新型GR86の進化に迫る! 人の顔がこんなに見えるクルマも珍しいワケとは
一部改良で、走りの質をアップした新しい「GR86」を、小川フミオがテストドライブ。限られた時間でわかった魅力を考える。 【写真を見る】新型GR86、実車の細部など(49枚)
「対話性にこだわった改良」
“スーパー”がつかなくても、ドライビングの楽しさがあるスポーツカーが欲しいなら、トヨタが手がける新しいGR86(ハチロク)がイイ。2024年7月12日、一部改良モデルが発表された。主張ある走りが味わえるところが大きな魅力だ。 今回、メディア向け試乗会が富士スピードウェイのショートサーキットで開催され、トップグレード「RZ」のマニュアル変速機に乗った。モータースポーツの現場からの声を反映した改良というが、洗練度も上がって、ドライビングの楽しさが増したように感じられる。 GR86は、トヨタがスバルと共同開発したモデル(スバルは「BRZ」)。現行の2代目は2021年に発売され、以降、モータースポーツのフィールドでの人気もかなり高い。今回は“現場”からの声にも耳を傾けた改良だという。 主な改良個所は下記のとおり。 ・サスペンションシステムにおけるダンパーの減衰力改良。 ・限界領域におけるステアリングフィールの向上。 ・シフト時のブリッピングのしやすさ向上(MT車)。 ・ダウンシフト時のエンジン回転数の許容領域拡大(AT車)。 ・タイヤの空気圧警報システム採用(RZとSZ)。 ・デイタイムラニングライト採用(RZ)。 GR86を勧めたいのは、基本的なドライビングの楽しさがギュッと詰まっているから。全長4.3mに満たないコンパクトなボディは、それでもロングフードとショートデッキという、伝統的なスポーツカーデザインの文法を守って、きれいに仕上げられている。 富士スピードウェイのショートサーキットで走れたのは、とてもよかった。加速力が試されるホームストレッチをはじめ、登り勾配の複合カーブと高速コーナーが組み合わされた、良いコースだからだ。 今回のGR86は、「ステアリングの操舵感が重い」という声に応えて見直した。 「対話性にこだわった改良」と、ガズーレーシングカンパニーで開発責任者を務める藤原裕也は話す。 「ハンドルを切っていたときも戻すときも(切れ角に対してタイヤがきちんと追従する)リニアリティを重視し、サーキットでは高速・高負荷走行時のリニアなアシスト性を、ダートやドリフト走行においては、スライドコントロールのしやすさやカウンターステア時のフィールを改善するなど、これまでの知見をしっかり入れました」 加えて見直したのは、ダンパーの減衰特性。
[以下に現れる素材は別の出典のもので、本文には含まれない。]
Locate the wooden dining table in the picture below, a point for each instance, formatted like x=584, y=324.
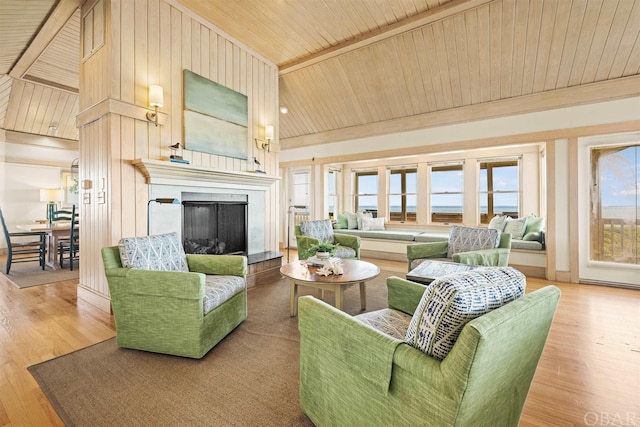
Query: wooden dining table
x=54, y=232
大きな理由として、「サーキットで縁石に乗り上げたときも、走行に影響が出ないように」と、説明された。ダートなどでも走りがよくなりそうだ。 コーナリングにおいては、さらに、スロットルレスポンスの向上がはかられた。目的は、シフトダウン時にヒール&トー(ブレーキペダルを踏みながら右足のかかとでアクセルペダルを踏みこんでエンジン回転を合わせるテクニック)を、今まで以上にやりやすくするため、と、説明された。 私が少々驚いたのは、アクセルとブレーキのペダル配置だ。街中でちょんっとブレーキペダルを踏んで、そのままアクセルペダルをあおろうというのは、かなり難易度が高い。しっかりブレーキングしたとき、つまりブレーキペダルを踏み込んでいったときにはじめて、ふたつのペダルの高さが合うような、実にスポーティな設定なのだ。 ちょっと欲しくなったのは、「GRヤリス」などに採用されているiMT。シフトダウン時に自動でエンジンを吹かし回転数を合わせてくれる機能である。あれがあると、鬼に金棒かもしれない。 でも、GR86のように、自分の手と足をフルに使って速く走らせるという、究極のマニュアル感覚が楽しめるというのも悪くない。